In the meeting with end-users, to quickly create a low-fidelity paper prototype from the prototyping cards, your end-users can select, rank, combine, modify the prototyping cards, and even sketch new ones. In this process, you may ask users why they selected or did not select a card, and their rationals for making such a card combination, whether the combination will fulfill their requirements, and what is lacking in the current prototype.
Your users can easily manipulate the card positions to try out different layouts to examine different UI design possibilities (for example, on brewers, tablet or mobile phone).
Users can also comment on and revise each variation of the same explanation form. With the tangible prototyping card examples, designers can know in-details about users specific requirements on the UI/UX design.

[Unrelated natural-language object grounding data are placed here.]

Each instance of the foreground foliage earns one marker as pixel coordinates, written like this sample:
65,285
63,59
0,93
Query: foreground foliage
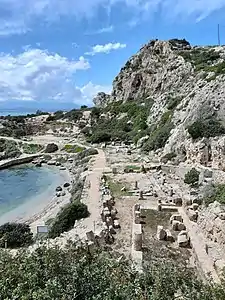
16,235
66,218
218,194
77,274
192,177
206,128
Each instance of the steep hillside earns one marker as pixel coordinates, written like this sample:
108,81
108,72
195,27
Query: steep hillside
181,89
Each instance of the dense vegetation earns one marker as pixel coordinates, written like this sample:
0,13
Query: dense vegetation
16,235
17,126
192,177
79,274
159,133
73,148
218,194
132,124
50,148
209,127
9,149
66,218
31,148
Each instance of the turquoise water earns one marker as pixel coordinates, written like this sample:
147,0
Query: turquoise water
19,184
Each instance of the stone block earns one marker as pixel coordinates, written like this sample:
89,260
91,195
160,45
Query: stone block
161,233
183,239
169,236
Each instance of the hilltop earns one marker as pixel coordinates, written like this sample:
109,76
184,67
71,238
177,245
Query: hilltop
173,94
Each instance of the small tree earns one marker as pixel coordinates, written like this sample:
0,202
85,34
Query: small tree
50,148
192,177
66,218
16,235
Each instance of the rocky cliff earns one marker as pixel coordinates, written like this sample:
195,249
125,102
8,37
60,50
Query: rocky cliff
186,85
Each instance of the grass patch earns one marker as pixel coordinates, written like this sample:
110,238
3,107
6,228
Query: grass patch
132,169
192,177
116,186
218,195
73,148
32,148
206,128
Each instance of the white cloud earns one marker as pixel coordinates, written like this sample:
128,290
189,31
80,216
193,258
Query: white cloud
105,29
107,48
90,90
39,75
17,16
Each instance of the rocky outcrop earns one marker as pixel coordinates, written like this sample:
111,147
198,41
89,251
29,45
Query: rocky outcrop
184,83
101,99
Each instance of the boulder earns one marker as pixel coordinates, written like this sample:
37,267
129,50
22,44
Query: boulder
58,189
177,201
116,224
62,168
169,236
175,225
161,233
176,217
181,226
193,215
195,206
50,148
51,162
183,239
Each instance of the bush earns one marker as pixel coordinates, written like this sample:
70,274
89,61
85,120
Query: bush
10,149
218,194
206,128
168,156
50,148
66,218
31,148
192,177
100,137
73,148
78,274
86,153
16,234
158,138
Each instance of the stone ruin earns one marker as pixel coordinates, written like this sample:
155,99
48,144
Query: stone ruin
108,216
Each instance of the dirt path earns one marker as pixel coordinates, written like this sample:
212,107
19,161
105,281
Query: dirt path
92,198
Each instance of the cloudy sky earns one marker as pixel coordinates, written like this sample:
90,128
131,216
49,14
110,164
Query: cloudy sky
60,53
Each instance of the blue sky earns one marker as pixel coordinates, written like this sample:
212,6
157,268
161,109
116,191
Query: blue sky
60,53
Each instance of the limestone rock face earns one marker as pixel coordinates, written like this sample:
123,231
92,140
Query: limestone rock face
212,222
101,99
168,75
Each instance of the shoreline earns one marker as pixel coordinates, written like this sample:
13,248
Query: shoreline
40,207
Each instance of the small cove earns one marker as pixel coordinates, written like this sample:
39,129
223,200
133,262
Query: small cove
21,186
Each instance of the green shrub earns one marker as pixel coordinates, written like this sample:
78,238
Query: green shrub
100,137
10,149
66,218
218,194
31,148
73,148
158,138
168,156
16,234
50,148
79,274
206,128
192,177
173,102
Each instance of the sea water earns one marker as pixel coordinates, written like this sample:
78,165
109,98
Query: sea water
20,184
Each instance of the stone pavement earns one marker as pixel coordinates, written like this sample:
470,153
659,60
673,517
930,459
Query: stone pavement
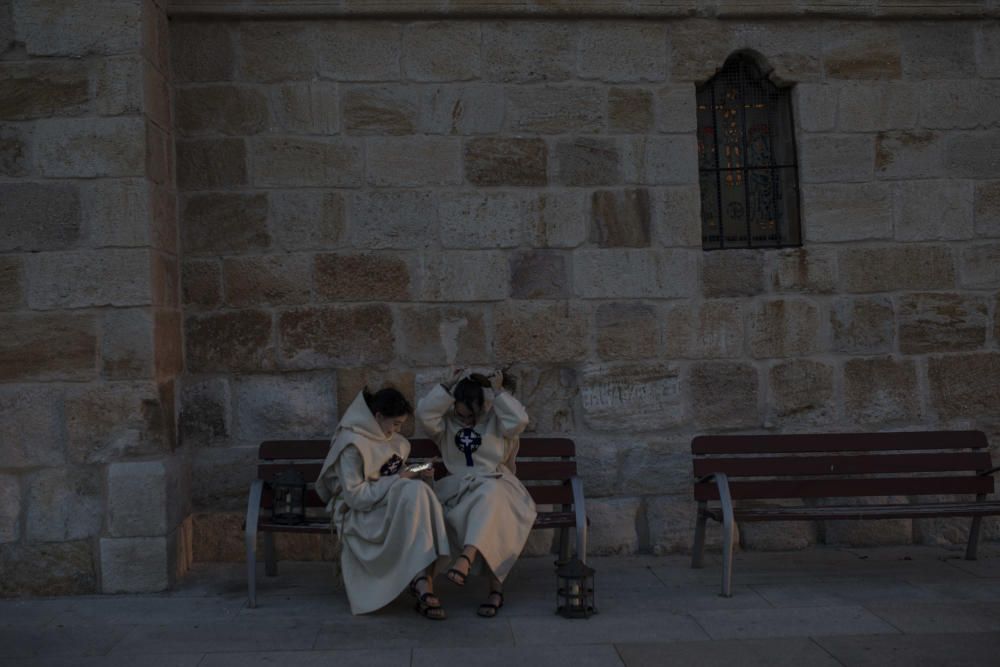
825,606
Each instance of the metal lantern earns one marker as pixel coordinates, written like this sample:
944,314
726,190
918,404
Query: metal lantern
289,488
575,590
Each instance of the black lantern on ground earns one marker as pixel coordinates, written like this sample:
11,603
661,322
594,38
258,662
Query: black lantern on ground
575,590
289,505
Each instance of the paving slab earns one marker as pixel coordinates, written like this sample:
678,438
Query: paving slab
523,656
793,652
792,622
939,650
927,618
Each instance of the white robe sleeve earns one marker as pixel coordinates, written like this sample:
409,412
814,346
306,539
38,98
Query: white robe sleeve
431,411
359,493
512,415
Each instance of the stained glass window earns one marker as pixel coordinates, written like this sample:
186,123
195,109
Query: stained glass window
746,160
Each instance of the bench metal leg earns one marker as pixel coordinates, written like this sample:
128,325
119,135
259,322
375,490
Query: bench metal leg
270,556
698,548
973,546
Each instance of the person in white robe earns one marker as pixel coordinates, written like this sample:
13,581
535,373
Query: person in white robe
488,511
390,522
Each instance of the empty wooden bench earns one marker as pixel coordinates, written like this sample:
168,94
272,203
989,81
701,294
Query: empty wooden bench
546,466
732,468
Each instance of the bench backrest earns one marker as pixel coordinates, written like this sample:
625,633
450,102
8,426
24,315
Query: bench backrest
543,465
819,465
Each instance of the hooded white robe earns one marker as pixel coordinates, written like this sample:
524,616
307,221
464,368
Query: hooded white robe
391,528
485,504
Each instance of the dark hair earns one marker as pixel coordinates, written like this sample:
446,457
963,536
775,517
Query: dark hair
388,401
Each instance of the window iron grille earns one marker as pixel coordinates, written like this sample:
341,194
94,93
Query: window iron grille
746,160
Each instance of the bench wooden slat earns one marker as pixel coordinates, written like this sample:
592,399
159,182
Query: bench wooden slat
843,465
837,442
834,488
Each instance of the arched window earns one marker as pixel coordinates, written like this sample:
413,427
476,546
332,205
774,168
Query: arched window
746,160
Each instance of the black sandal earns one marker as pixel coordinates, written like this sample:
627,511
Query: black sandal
489,610
457,577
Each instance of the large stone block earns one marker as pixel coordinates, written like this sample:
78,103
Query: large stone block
31,426
221,109
135,565
964,386
127,344
442,335
588,161
633,273
224,222
939,50
78,279
465,275
555,109
623,51
848,158
903,267
48,346
403,219
733,273
639,397
933,211
230,341
801,393
987,209
621,218
506,161
939,322
710,330
35,216
874,107
359,50
48,568
881,390
203,164
321,337
92,147
10,508
298,162
863,325
539,274
277,51
668,160
202,50
724,395
414,161
64,504
462,109
784,328
630,110
542,332
563,219
381,110
441,51
863,51
362,277
137,499
284,406
474,220
627,331
614,526
43,89
55,28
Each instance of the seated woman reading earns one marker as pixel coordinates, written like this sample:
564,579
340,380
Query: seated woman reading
390,522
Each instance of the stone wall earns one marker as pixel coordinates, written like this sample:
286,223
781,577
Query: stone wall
92,484
369,200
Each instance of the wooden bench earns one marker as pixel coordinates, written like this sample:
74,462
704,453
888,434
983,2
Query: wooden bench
547,466
730,468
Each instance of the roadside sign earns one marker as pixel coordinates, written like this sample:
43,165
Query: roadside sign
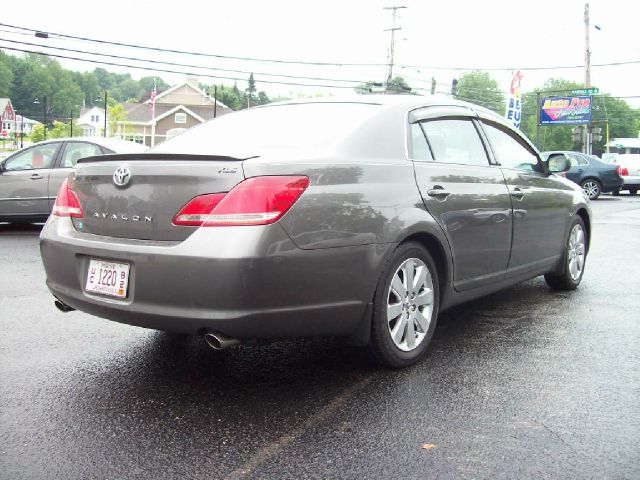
586,91
565,110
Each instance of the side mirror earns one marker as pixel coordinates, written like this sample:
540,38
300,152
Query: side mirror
557,163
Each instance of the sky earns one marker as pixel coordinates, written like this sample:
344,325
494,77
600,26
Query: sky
434,37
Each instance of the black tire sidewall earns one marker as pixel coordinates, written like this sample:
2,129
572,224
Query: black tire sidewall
596,182
384,349
567,273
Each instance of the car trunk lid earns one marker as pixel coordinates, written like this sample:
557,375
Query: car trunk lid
137,196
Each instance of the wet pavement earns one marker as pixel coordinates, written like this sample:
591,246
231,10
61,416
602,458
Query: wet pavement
526,383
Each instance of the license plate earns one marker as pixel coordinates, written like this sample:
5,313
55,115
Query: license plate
107,278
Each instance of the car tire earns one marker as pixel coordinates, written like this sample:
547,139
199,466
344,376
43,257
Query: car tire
591,187
569,275
405,312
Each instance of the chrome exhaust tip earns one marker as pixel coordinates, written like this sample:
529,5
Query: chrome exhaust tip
217,341
63,307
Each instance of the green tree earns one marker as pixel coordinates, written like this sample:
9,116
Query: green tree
480,88
6,76
263,99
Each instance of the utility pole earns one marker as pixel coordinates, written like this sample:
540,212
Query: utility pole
392,44
586,145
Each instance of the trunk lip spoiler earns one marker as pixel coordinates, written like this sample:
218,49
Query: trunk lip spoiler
161,156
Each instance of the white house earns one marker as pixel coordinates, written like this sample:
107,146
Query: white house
91,122
25,125
625,145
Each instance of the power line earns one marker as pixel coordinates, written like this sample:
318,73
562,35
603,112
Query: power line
153,69
174,64
45,34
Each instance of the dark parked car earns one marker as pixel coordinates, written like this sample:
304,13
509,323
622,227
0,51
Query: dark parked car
592,174
30,178
360,218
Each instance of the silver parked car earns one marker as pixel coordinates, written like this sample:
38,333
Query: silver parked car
360,218
31,177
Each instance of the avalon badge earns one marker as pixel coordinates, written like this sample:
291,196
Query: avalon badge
121,176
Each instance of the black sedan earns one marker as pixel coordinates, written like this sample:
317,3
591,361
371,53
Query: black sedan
592,174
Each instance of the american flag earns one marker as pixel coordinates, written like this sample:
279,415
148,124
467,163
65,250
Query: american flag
152,97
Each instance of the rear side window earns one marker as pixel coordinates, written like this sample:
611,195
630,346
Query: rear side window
39,156
419,147
75,151
455,141
510,150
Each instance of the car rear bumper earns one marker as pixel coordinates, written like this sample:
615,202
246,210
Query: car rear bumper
631,180
244,282
609,185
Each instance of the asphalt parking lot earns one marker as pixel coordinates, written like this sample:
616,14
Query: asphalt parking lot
526,383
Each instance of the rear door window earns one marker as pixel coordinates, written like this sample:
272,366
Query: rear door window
36,157
455,141
510,150
74,151
419,146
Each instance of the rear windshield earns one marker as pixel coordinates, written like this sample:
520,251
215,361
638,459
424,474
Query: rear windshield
309,125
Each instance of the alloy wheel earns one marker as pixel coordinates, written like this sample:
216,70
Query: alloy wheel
410,304
591,188
577,248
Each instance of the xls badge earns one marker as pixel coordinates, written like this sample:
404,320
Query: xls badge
121,176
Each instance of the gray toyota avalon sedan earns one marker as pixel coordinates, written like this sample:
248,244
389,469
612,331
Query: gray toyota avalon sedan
362,217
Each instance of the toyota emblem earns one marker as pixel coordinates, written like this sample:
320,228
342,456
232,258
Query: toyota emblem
121,176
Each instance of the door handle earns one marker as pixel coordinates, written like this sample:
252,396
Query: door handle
517,193
438,192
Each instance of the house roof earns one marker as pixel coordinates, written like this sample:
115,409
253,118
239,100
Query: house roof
85,110
140,112
187,84
625,142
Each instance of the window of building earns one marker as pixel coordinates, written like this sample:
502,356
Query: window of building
455,141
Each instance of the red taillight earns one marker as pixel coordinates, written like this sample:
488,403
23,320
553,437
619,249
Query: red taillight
255,201
67,203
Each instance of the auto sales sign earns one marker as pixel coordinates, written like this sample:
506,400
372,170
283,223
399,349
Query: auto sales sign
565,110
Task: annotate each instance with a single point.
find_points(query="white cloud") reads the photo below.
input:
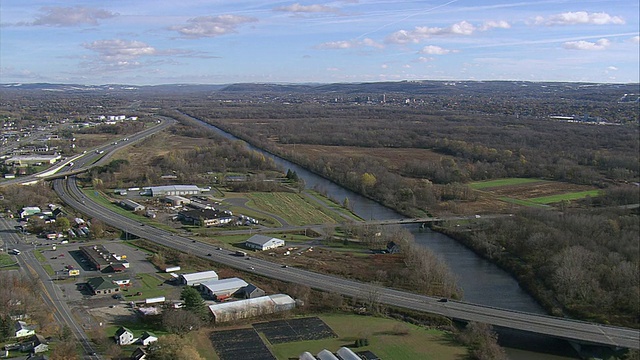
(579, 17)
(211, 26)
(434, 50)
(350, 44)
(501, 24)
(587, 45)
(118, 53)
(69, 16)
(421, 33)
(315, 8)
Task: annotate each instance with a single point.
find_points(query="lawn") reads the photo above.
(384, 338)
(148, 285)
(568, 196)
(293, 208)
(502, 182)
(7, 262)
(333, 205)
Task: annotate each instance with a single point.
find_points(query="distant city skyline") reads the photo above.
(245, 41)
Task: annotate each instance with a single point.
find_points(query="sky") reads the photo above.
(150, 42)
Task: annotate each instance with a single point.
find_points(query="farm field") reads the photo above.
(395, 158)
(293, 208)
(388, 339)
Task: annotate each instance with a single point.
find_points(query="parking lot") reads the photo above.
(69, 256)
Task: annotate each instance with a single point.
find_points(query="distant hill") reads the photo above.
(515, 89)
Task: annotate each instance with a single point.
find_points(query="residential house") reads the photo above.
(101, 286)
(139, 354)
(36, 344)
(22, 330)
(124, 336)
(147, 338)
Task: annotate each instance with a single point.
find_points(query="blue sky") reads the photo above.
(148, 42)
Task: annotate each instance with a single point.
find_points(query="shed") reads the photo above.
(326, 355)
(346, 354)
(195, 279)
(262, 242)
(243, 309)
(223, 288)
(22, 330)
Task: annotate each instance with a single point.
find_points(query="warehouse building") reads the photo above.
(131, 205)
(26, 160)
(243, 309)
(261, 242)
(195, 279)
(176, 200)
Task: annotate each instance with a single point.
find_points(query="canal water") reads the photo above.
(481, 281)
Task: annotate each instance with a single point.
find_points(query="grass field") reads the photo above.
(335, 207)
(293, 208)
(384, 338)
(102, 199)
(569, 196)
(532, 192)
(148, 285)
(502, 182)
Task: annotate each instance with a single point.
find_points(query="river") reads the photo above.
(482, 282)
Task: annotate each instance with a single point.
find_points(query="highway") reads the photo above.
(51, 294)
(580, 331)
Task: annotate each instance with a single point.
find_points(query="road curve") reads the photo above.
(579, 331)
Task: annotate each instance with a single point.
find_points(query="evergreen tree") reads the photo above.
(193, 302)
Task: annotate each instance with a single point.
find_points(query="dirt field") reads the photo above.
(394, 158)
(537, 189)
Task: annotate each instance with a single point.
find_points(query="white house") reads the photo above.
(124, 336)
(23, 330)
(261, 242)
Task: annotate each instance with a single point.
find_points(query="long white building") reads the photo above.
(195, 279)
(243, 309)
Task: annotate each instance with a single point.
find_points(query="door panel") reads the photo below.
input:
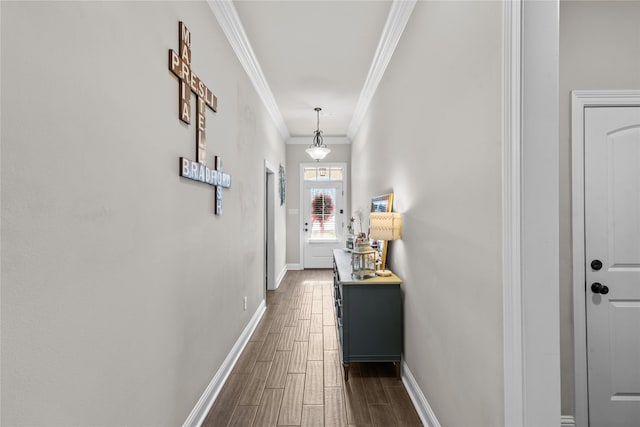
(323, 216)
(612, 235)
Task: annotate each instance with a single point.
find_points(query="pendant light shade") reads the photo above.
(318, 150)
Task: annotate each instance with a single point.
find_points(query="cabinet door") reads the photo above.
(372, 321)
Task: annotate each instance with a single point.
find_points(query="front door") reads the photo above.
(612, 264)
(323, 222)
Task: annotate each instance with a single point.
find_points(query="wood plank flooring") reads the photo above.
(290, 373)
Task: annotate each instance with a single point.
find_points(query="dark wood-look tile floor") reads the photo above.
(290, 372)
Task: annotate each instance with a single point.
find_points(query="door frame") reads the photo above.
(345, 198)
(269, 228)
(579, 101)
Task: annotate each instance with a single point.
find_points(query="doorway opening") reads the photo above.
(269, 228)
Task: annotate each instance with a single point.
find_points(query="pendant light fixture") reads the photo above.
(318, 150)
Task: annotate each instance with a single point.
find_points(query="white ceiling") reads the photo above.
(314, 54)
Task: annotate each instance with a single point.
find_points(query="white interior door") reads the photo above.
(323, 222)
(612, 264)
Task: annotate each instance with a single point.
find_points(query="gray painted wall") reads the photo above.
(121, 291)
(599, 49)
(433, 135)
(340, 153)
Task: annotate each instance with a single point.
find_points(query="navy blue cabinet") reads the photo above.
(368, 315)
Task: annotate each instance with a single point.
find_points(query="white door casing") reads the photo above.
(317, 252)
(320, 238)
(606, 227)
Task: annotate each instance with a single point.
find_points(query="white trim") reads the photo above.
(345, 186)
(329, 140)
(394, 27)
(281, 276)
(202, 408)
(579, 101)
(539, 216)
(227, 16)
(511, 214)
(530, 213)
(426, 414)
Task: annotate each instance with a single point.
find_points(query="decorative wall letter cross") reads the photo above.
(180, 65)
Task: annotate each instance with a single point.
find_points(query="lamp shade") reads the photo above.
(385, 226)
(317, 152)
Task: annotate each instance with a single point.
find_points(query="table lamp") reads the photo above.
(385, 226)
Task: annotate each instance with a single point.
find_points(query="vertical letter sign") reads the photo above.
(180, 65)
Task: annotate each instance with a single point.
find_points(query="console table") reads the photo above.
(368, 315)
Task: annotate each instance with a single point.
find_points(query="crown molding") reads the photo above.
(394, 27)
(308, 140)
(227, 16)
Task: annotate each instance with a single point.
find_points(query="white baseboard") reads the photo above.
(426, 414)
(281, 276)
(200, 411)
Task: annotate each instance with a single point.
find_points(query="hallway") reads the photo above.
(290, 371)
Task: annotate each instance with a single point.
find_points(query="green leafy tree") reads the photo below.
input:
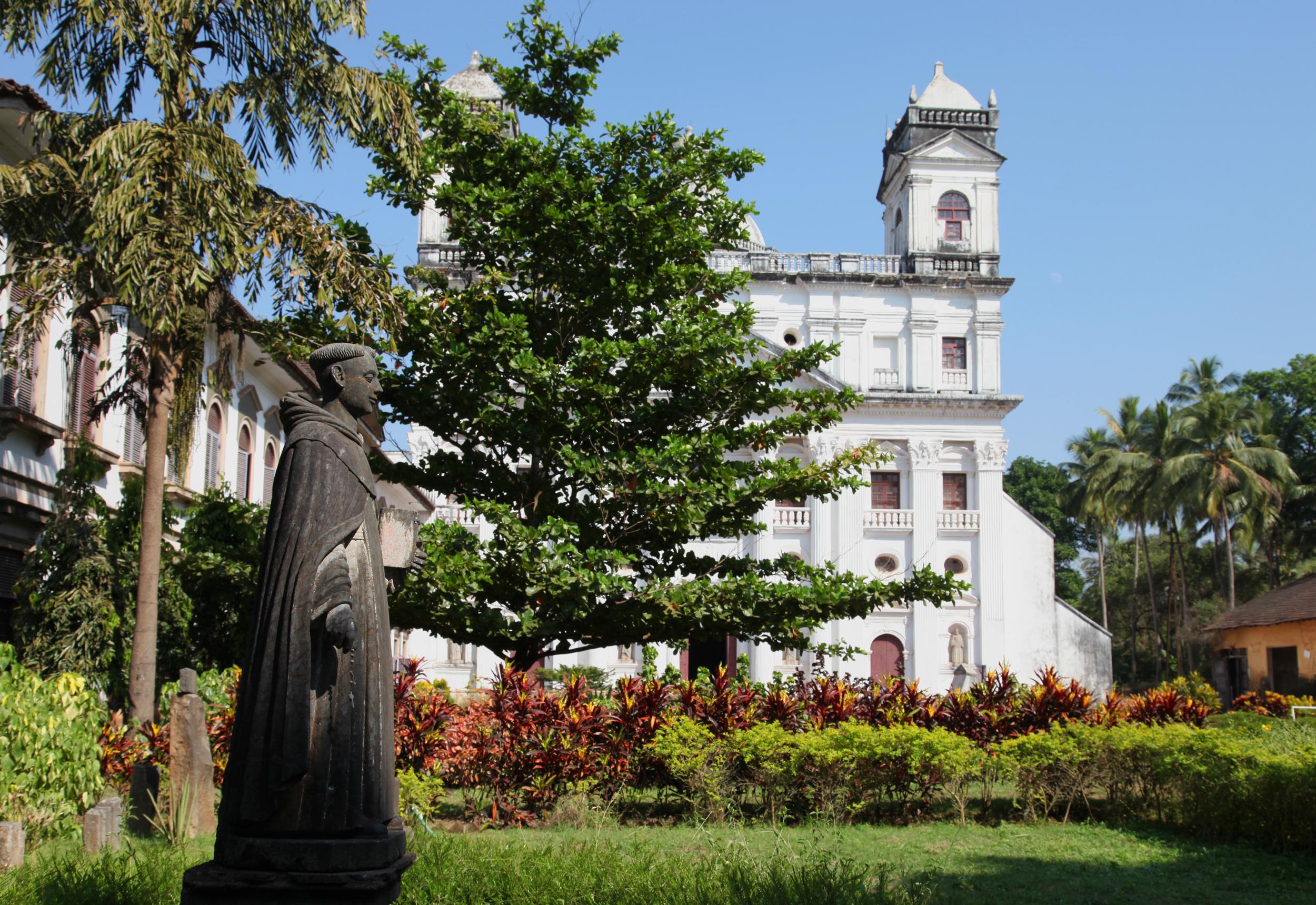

The prototyping cards may facilitate the discussion of UX design, for examples, users may choose to hide some cards and only show them on-demand, or to present different explanatory information in different contexts.
After the initial communication with users, you need to synthesize users comments and decide one or several prototype designs (such as using majority voting). Then based on the prototyping card ranking and combination, you can create low-fidelity prototypes, and continue to seek user and/or other stakeholders’ feedback and iterate the prototype.
During the above process, you may refer to the user study findings to be informed about the properties of the explanation forms (pros, cons, applicable explanation goals, and design implications in explanation forms).
We list the corresponding algorithms after each explanation form, so that you or the technical partner can implement them or use the existing open-sourced implementation to deploy your XAI prototype. You may continue to iterate your XAI system based on the implemented working prototype.